Beitragvon Foxane » Montag 15. April 2013, 21:27

Die Kampfesschreie hielten an und drangen immer tiefer aus der Höhle. Den größten Brüller, es war unverkennbar, stammte vom Krieger Korgal. Er wird doch nicht dem Kampfrausch verfallen? Nun, wenn es so war, würde kein einziges Wesen überleben. Die anderen Schreie, eben Todesschreie, mussten die von Gnome und Waldschrate sein. Jedenfalls hatten die beiden Krieger alles im Griff, sonst würden sie nach ihnen rufen. "Die Männer haben ihren Spaß, wie man hört", witzelte sie zu Kendra.

Pero redete mit Jouren und das nicht gerade leise.

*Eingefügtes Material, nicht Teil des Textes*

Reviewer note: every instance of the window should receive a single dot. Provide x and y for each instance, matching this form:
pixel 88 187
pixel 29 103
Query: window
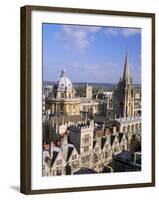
pixel 59 172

Was er erzählte war nicht uninteressant, bis er 'weit oben im Gebirge' erwähnte. Nein, da kriegen mich keine zehn Gorsaks hin, denn die schlauen Tiere meiden das spitzkantige Gebirge. Zu recht! Dann sprach er wieder das Wort ‚Zauberin‘ aus. In den letzten Minuten erwähnte er es einen Tick zu oft. Sie grinste als Jouren dem Fremden eine Art Abfuhr erteilte und zu ihnen kam.

Kaum saß die Kleine in ihrer Nähe, bot sie ihre Kampfbereitschaft an. „Du bist sehr mutig, du Dolch-Kind. Aber nach dem Gebrüll der beiden Männer vermute ich, dass sie für uns nichts mehr übriggelassen haben. Typisch Mannwesen. Hauptsache sie haben den Spaß.“
Nach einer Weile wurde es ruhig in der Höhle. Absolut still. Es war gut möglich, dass einige dieser Wiesel entkommen konnten. Dies hier war der einzige Ein- und Ausgang. Jouren war ein paar Nim von ihnen entfernt. Foxane gab ihr zu verstehen, dass sie dort bleiben sollte.